That's fine, both the feds and quebec have 'targets'. But the feds have always been clear that for family sponsorship, the 'targets' are basically just estimates - how many applications they get and how fast they can process them. They are in NO way a limit. (So if the feds didn't change them for years, irrelevant really)
That's the surprising bit - that quebec has started interpreting these as a limit.
I had a look through the
Plan d’immigration du Québec links provided by
@HTS_QC and it's been really interesting to compare them to
statistique.quebec.ca's figures for immigration by category to see how they correspond. Honestly, I'm more confused by the backlog now than I was when I started looking into this.
Thought I'd include a summary of what I've found so far, in case anyone's interested - apologies for the essay!
2017 Target: 12,800 - actual admissions: 12,135
2018 Target: 12,100 - actual admissions: 12,286
2019 Target: 11,700 - actual admissions: 9,686
2020 Target: 10,600 - actual admissions: 7,794
2021 Target: 10,600 - actual admissions: 13, 896
2022 Targets: 10,600 - actual admissions: 12,904
Some of the recent immigration plans even accounted for backlogs carrying over from the previous year.

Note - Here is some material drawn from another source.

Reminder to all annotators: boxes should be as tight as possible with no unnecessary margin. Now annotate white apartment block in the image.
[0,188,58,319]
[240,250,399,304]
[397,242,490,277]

For example,
Quebec's 2021 paper
estimates 2020's admissions at 7,100 (because of Covid) and includes a rebalancing figure:
"2021 Admission target:
Family reunification: 9,700 to 10,200 people. 1,550 admissions postponed from 2020 are also anticipated."
The
2022 paper estimates 2021 admissions as higher than target and accounted for a rebalancing in 2022:
"Family reunification: from 10,200 to 10,600 people. 1,000 catch-up admissions will be added to these regular targets."
For some reason,
the 2023 paper estimated 2022 admissions as on target (ISQ actually suggests 2,000+ over target) and there's no more rebalancing mentioned:
"Family reunification: from 10,200 to 10,600 people."
Although weirdly,
in the 2024 paper, the 2023 review suggests that this year's figure is still a target and not a limit:
"The number of immigrants admitted in the family reunification category is expected to be between 10,600 and 11,000, a slightly higher volume than the planned 10,200 to 10,600 admissions."
But the
multi-year plan for 2024 and 2025 suggests a harder limit:
"Immigration levels in the family class will remain at 10,400 admissions for each year of the multi-year planning."
So - given that the targets have been regularly exceeded since 2021, I can't see where the enormous backlog has come from. It does look like they're clamping down harder on the targets now but not so much that we suddenly have 30,000 people waiting and an outland processing time of 33 months!
I 100% agree with you on the secretive bit. That's what makes this so shady. They also tried to hide behind IRCC and make people think it was IRCC until IRCC essentially outed them. That's super shady. They are doing this to their own constituents and not being honest about it?
Exactly this - people are being told by IRCC that they can't exceed Quebec's limits. Even the website is now saying "The number of admissions is limited to the number of family class spaces set by Quebec for the year" yet Quebec's official documents are presenting them as "targets" instead of limits. The conflicting messages and lack of transparency is just astonishing. I think my next steps are finding out if there are statistics showing the numbers of applications submitted vs processed, and digging into the backlog numbers that are being quoted to see where this figure is coming from.